The Marxist rebels are based in Columbia, but they've spread beyond the border to Ecuador. The raid killed a top rebel commander and 16 others. Quito immediately accused Bogota of violating its sovereignty. Colombia says the FARC are terrorists and drug-traffickers, and will wage a war against them, wherever they are.
Colombia stepped up its fight against cocaine production in the year 2000. Since then, the drug trade has spilled over into Ecuador. Just a few days ago, the Ecuadorian army discovered a secret cocaine lab, a timely find.
Soldiers led FRANCE 24 reporters into the lab. Under the camouflage were buckets and simple machinery, enough to turn coca leaves into cocaine ready for consumption.
The lab churned out cocaine 24 hours a day, seven days a week for over a year. Thirty people lived here, but all had fled once the army arrived.
A soldier sums up the Ecuadorian army’s feeling: FARC and drug dealers are one and the same. “The FARC control this border," he said. "They know when they can cross. They just dress up as civilians and we can't know who they are. They could be locals, drug dealers, guerrilla fighters...we don't know.”
Locals caught in the crossfire
On the Ecuadorian side, in the village of Puerto Nuevo, most of the community is Colombian. Residents in FARC territory become sympathizers, whether they want to or not. The common enemy here is the Colombian army, not the guerrilla.

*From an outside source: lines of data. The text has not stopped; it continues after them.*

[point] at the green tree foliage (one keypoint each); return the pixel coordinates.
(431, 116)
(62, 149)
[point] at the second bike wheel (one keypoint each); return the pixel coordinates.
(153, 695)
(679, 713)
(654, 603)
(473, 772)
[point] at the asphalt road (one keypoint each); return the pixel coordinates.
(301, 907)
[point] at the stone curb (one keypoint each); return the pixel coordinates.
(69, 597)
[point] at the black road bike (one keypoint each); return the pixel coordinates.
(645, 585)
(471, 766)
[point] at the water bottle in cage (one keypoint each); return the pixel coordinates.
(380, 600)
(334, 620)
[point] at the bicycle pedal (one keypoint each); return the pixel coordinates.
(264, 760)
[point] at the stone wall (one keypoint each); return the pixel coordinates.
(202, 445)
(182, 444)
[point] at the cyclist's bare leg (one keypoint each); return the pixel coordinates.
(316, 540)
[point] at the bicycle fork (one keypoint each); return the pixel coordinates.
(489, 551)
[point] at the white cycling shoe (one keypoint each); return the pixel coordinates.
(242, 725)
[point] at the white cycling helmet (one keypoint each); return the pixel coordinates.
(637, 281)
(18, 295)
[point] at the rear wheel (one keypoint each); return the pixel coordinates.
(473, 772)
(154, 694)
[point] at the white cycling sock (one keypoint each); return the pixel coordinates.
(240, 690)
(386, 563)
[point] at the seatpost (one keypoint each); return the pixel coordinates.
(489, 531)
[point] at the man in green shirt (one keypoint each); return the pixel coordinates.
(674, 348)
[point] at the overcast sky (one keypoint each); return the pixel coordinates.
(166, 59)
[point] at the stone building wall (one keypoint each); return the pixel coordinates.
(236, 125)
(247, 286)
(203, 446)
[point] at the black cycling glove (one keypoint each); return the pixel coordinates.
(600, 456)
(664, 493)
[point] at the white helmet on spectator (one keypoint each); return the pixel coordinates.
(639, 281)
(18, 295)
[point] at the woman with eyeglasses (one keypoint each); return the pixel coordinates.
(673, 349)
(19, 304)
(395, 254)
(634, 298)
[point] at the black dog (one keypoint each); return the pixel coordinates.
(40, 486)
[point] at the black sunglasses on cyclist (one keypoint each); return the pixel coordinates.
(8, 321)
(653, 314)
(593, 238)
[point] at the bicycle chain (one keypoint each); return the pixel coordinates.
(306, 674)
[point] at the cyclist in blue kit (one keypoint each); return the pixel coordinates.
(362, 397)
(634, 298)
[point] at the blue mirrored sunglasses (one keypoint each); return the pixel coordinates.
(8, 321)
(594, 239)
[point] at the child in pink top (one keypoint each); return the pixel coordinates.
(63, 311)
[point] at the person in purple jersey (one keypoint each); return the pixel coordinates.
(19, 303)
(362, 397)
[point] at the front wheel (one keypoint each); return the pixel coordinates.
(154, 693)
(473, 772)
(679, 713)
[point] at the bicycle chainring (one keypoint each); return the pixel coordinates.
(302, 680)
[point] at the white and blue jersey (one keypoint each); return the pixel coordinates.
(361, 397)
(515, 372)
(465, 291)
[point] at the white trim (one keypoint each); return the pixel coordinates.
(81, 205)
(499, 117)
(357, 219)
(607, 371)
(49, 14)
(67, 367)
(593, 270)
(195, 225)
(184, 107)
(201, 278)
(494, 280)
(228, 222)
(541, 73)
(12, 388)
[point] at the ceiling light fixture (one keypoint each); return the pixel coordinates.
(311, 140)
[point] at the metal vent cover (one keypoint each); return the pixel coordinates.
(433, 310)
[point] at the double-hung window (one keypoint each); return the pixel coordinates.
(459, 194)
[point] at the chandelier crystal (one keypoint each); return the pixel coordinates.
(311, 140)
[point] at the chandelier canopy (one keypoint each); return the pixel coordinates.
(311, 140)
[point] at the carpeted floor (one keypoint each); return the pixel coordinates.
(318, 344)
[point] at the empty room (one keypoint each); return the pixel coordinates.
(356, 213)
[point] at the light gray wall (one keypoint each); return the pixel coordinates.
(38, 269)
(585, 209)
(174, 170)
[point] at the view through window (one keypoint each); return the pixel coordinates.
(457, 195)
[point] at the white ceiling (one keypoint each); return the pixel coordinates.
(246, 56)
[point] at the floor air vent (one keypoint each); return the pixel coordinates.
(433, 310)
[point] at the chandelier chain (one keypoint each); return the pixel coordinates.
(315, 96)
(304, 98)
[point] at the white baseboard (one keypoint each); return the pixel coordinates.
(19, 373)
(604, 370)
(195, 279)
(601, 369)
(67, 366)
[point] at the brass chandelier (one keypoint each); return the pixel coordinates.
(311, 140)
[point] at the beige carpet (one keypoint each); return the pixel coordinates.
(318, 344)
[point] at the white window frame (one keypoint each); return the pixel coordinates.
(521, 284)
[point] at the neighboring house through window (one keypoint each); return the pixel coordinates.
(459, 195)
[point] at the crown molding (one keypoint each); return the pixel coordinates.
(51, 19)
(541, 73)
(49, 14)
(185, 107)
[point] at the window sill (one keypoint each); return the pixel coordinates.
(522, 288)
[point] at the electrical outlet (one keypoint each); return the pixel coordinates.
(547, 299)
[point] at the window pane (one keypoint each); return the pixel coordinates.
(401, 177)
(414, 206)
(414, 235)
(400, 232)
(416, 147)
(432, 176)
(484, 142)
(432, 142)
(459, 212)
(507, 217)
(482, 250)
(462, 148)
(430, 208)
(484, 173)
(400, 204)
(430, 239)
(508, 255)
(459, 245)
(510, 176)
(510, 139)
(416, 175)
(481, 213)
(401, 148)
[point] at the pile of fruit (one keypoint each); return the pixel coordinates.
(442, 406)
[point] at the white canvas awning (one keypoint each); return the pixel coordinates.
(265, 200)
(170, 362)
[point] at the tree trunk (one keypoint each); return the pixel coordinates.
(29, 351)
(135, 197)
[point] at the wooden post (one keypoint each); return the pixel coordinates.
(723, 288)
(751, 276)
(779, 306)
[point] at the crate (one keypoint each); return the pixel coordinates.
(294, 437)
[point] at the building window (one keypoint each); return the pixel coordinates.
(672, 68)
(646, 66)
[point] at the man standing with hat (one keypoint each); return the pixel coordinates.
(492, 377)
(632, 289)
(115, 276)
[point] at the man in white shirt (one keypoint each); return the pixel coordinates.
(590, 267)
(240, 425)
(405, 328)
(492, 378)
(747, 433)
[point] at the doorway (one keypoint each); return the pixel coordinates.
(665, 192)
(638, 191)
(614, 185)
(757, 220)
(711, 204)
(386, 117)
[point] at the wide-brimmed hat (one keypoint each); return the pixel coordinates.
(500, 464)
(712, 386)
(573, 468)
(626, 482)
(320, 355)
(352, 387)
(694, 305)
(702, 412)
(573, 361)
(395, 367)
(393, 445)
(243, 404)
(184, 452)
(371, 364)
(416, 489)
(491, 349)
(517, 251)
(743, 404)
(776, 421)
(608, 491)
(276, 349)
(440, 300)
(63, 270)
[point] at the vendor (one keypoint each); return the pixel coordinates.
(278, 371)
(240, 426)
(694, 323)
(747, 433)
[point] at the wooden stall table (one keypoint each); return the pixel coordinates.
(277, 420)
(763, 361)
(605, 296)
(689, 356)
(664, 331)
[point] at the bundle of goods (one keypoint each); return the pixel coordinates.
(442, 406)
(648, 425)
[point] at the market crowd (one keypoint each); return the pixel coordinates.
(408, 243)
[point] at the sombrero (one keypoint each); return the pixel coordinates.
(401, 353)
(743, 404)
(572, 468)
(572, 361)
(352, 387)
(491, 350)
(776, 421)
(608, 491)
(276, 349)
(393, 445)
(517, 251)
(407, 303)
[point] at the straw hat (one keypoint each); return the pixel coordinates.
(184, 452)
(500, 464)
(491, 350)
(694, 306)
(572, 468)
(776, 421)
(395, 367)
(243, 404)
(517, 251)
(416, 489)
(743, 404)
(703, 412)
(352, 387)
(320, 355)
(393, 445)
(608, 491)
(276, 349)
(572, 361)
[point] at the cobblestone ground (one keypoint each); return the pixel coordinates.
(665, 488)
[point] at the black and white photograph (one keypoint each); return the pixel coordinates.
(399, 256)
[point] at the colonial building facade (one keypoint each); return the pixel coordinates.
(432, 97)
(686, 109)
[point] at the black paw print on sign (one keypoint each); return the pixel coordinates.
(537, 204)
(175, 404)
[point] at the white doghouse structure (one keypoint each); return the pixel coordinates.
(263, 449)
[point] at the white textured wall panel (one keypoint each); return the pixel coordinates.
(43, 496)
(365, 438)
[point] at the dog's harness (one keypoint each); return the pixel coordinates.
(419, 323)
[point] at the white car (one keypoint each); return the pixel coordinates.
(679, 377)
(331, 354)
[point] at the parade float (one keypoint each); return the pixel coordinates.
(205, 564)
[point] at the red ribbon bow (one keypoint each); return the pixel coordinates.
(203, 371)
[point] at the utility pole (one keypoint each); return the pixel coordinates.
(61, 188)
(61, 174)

Most people fled the fumigation and toxic chemicals used to eradicate coca plants since Colombia stepped up its fight against cocaine production in 2000. But coca is the local cash crop. Few farmers can do without it.
Colombia fights drugs and the guerrilla mercilessly, crossing into Ecuador if needed. But illegal small coca fields dot the Colombian border.
One of these plantations belongs to Enrique. With his nine sons, he owns an acre of coca and earns 2,000 US dollars a year thanks to his field. The sum, however, is barely enough to support his family.
Enrique doesn’t understand why government is bent on eradicating his livelihood: “The guerrilla doesn't protect anybody. The guerrilla and the government fight each other. The government tells the farmers: 'You too are guerrilla fighters'. But why would we be guerrilla fighters?”
In his small way, by growing coca, Enrique does fuel the drug trade and the guerrilla. He's got no choice. So he will continue, for as long as the jungle protects his secret.